La France et l’Europe représentent des partenaires légitimes de l’Afrique et restent une destination désirée pour les Africains. Leurs liens sont multiples, fondés sur une longue histoire (les échanges commerciaux représentant 243 milliards d’euros en 2021), mais ils se délitent ; et attention à ce que nos politiques migratoires n’humilient davantage les Africains !
« L’avenir de l’Afrique est dans les mains des Africains », répète à l’envi Ahmedou Ould-Abdallah, le ministre des Affaires étrangères de Mauritanie. Oui, mais ils ont besoin de coopérations. Pour qu’elles se développent avec elles, l’Union européenne et la France en particulier doivent mieux écouter les peuples africains et leur besoin de solidarités actives, et transformer les aides au développement en financement des investissements et des projets.
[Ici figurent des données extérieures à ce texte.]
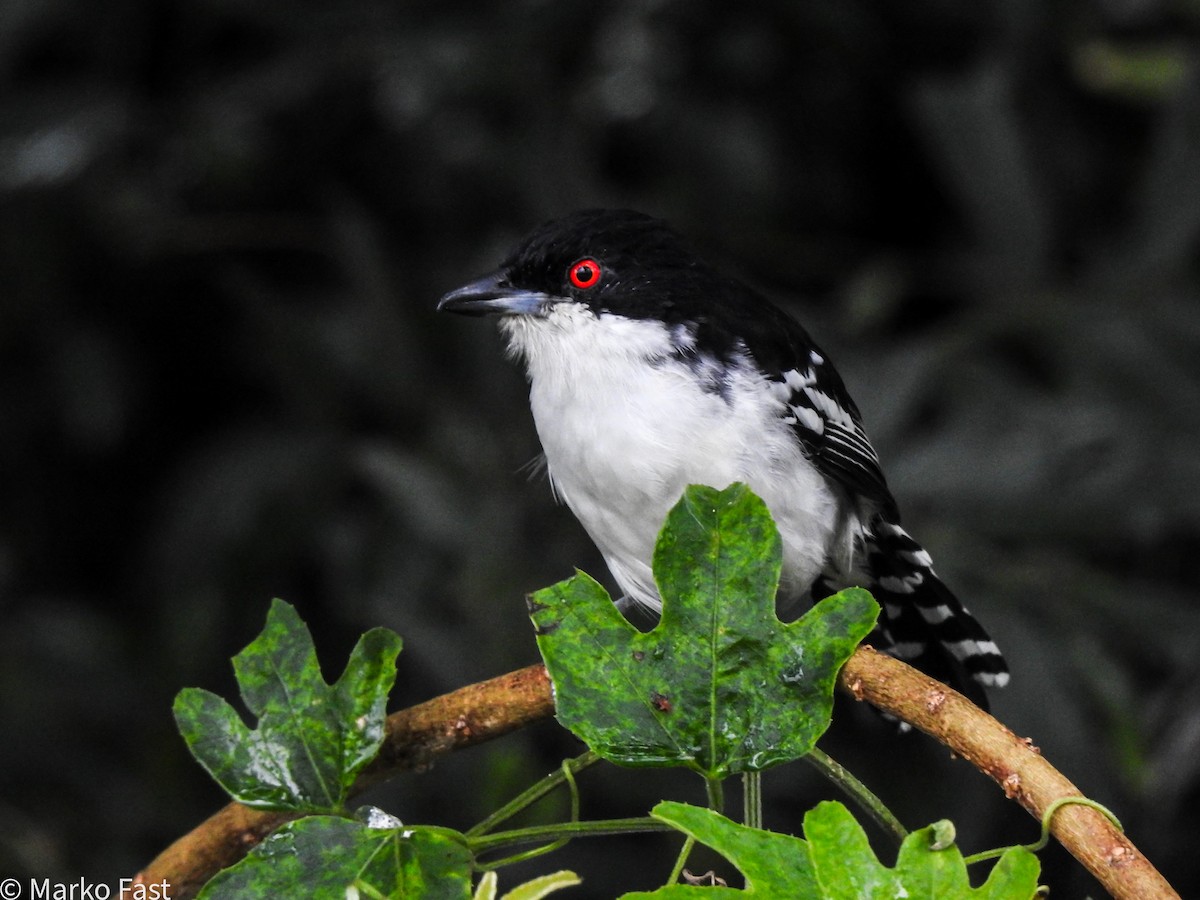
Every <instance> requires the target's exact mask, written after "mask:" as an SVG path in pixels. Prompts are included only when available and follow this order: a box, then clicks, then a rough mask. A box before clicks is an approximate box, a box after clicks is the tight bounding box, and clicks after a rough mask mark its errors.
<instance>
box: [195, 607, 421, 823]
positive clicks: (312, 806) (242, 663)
mask: <svg viewBox="0 0 1200 900" xmlns="http://www.w3.org/2000/svg"><path fill="white" fill-rule="evenodd" d="M400 648H401V640H400V637H398V636H397V635H396V634H395V632H392V631H389V630H388V629H383V628H377V629H372V630H371V631H367V632H366V634H365V635H362V637H361V638H359V642H358V644H356V646H355V647H354V652H353V653H352V654H350V659H349V662H347V665H346V671H344V672H343V673H342V677H341V678H340V679H338V680H337V683H336V684H334V685H332V686H330V685H328V684H325V680H324V679H323V678H322V674H320V668H319V666H318V665H317V652H316V649H314V648H313V643H312V636H311V635H310V634H308V629H307V628H306V626H305V624H304V622H301V620H300V617H299V616H298V614H296V611H295V610H294V608H293V607H292V606H289V605H288V604H286V602H283V601H282V600H275V601H274V602H272V604H271V608H270V612H269V613H268V616H266V626H265V628H264V629H263V632H262V634H260V635H259V636H258V637H257V638H254V641H253V642H252V643H251V644H250V646H248V647H246V648H245V649H244V650H242V652H241V653H239V654H238V655H236V656H234V660H233V665H234V672H235V673H236V676H238V684H239V686H240V688H241V695H242V698H244V700H245V702H246V707H247V709H250V712H251V713H252V714H253V715H254V716H257V719H258V726H257V727H256V728H253V730H252V728H250V727H247V726H246V724H245V722H244V721H242V719H241V716H240V715H239V714H238V712H236V710H235V709H234V708H233V707H232V706H229V704H228V703H227V702H226V701H224V700H222V698H221V697H218V696H217V695H215V694H211V692H209V691H205V690H202V689H199V688H187V689H185V690H182V691H180V692H179V696H178V697H175V710H174V712H175V721H176V724H178V725H179V731H180V733H181V734H182V736H184V739H185V740H186V742H187V746H188V749H190V750H191V751H192V755H193V756H194V757H196V758H197V760H198V761H199V763H200V764H202V766H203V767H204V768H205V769H208V772H209V774H211V775H212V778H214V779H216V781H217V782H218V784H220V785H221V786H222V787H223V788H224V790H226V791H228V792H229V794H230V796H232V797H233V798H234V799H235V800H238V802H239V803H244V804H246V805H247V806H254V808H257V809H282V810H295V811H306V812H308V811H341V809H342V806H343V804H344V803H346V798H347V796H348V792H349V790H350V786H352V785H353V784H354V779H355V776H356V775H358V773H359V772H360V770H361V769H362V767H364V766H366V764H367V763H368V762H371V760H372V758H373V757H374V755H376V754H377V752H378V750H379V746H380V745H382V743H383V738H384V720H385V716H386V702H388V692H389V691H390V690H391V686H392V684H394V683H395V680H396V655H397V654H398V653H400Z"/></svg>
Ceux-ci doivent se bâtir entre États, mais aussi sur les territoires avec le soutien des diasporas, entre les collectivités, les universités et les entreprises.
« En s’appuyant sur les traditions et les valeurs africaines d’équité, nous pouvons regagner la confiance et développer nos coopérations d’intérêt mutuel », nous dit Nicolas Sureau, le directeur de projets à Eiffage, qui a signé un contrat avec la Guinée pour quatre hôpitaux.
Rien n’est écrit d’avance
Dans le contexte de crises et d’instabilité que l’Afrique de l’Ouest traverse, les dictatures militaires sauront-elles construire des appareils d’État souverains et des systèmes démocratiques, en s’appuyant mieux sur leurs sociétés civiles ? Chaque coup d’État est singulier et, les jeux politiques locaux ayant leur propre dynamique, rien n’est écrit d’avance… Quant aux institutions régionales seront-elles capables d’impulser le dialogue entre les États, leur offrir des appuis structurels et développer un marché favorisant les coopérations transfrontières ? Il est trop tôt pour le dire… mais il nous semble que c’est sur ce fondement que l’Afrique de l’Ouest pourra construire une croissance plus inclusive dans la sécurité et développer des relations plus saines avec la France et l’Europe.